Chennai Mathematical Institute


Data Science Colloquium Series
2:00 PM - 3:00 pm, NKN Hall, CMI New Building
Data Points in High Dimension: A Problem That Still Haunts the Practitioners

Sawata Sahoo


Data heterogeneity and high dimensional feature space are two of the most commonly occurring challenges in statistical modeling. When the two appear together, clustering the data points into segments of homogeneous points is scientifically a difficult problem on its own. The scope of separating data points into such homogeneous segments very delicately rests on few interesting conditions, largely related to feature dimension, data spread and feature dependency. The situation is a honey trap lure to dimension reduction techniques within the class of singular value decomposition. Unfortunately, this is far from getting us to the solution. There are two interesting and contradicting possibilities: There might be true clusters in the current feature space which is possibly blurred by so many features. Alternatively, we might see the separation of points at a different feature space. Are the two possibilities of talking about the same problem? The talk is about unfolding this never-ending mystery.

Short Biography:

Dr. Sahoo has been working as the Director of Advanced Analytics for the Algorithms and Data Insights team in Gartner. Previously, he worked as Senior Data Scientist for Walmart, Swiss Re, and Samsung.
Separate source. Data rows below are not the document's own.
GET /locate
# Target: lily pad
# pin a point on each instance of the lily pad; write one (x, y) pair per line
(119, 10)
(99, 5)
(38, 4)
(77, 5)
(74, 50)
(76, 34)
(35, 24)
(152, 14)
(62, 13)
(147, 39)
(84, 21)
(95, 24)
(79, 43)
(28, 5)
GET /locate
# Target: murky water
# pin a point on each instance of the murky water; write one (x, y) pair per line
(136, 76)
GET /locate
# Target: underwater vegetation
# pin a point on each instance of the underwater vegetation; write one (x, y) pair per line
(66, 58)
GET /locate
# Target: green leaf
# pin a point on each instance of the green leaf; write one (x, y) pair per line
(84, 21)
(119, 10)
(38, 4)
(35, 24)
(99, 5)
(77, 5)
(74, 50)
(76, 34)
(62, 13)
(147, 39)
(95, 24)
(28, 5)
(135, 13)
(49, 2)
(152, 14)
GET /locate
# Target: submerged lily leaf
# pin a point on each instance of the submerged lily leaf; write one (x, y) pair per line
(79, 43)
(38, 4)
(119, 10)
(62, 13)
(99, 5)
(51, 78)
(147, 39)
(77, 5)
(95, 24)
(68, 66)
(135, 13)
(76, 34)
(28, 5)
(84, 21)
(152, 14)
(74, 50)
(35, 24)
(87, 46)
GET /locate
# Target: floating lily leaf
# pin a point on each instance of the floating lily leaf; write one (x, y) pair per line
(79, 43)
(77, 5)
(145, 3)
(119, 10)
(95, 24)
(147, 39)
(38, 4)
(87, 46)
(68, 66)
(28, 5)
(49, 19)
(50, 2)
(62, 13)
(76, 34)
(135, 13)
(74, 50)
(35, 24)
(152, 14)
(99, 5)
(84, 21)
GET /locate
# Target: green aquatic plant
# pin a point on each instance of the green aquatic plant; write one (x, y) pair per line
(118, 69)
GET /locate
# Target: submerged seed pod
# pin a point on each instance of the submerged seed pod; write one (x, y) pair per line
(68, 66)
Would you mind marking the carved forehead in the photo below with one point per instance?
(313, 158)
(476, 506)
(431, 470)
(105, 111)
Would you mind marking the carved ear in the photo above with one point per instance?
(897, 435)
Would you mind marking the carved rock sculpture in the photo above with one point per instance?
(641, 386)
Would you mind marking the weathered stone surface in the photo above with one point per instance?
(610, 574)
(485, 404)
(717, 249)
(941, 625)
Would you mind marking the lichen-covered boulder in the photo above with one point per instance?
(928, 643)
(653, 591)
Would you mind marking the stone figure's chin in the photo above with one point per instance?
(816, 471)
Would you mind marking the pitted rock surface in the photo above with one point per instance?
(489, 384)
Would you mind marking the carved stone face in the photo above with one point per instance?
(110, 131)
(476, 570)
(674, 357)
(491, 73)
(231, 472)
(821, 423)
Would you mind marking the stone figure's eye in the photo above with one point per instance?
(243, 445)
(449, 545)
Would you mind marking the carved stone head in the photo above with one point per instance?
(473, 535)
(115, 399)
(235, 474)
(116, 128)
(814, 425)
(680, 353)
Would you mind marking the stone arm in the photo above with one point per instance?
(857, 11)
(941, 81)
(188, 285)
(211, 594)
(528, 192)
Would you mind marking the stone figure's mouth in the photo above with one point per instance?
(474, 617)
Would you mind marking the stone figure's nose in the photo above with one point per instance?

His primary interest has been Statistical methods and Machine Learning techniques in High Dimensional data related to feature transformation, feature selection and regularization.

He did his Ph.D. in Statistics from North Carolina State University, Raleigh after completing his Master and Bachelor Degree in Statistics from the University of Calcutta and Ramakrishna Mission Residential College respectively.

He loves to spend a good amount of leisure time in travelling, watching movies and cooking experiments.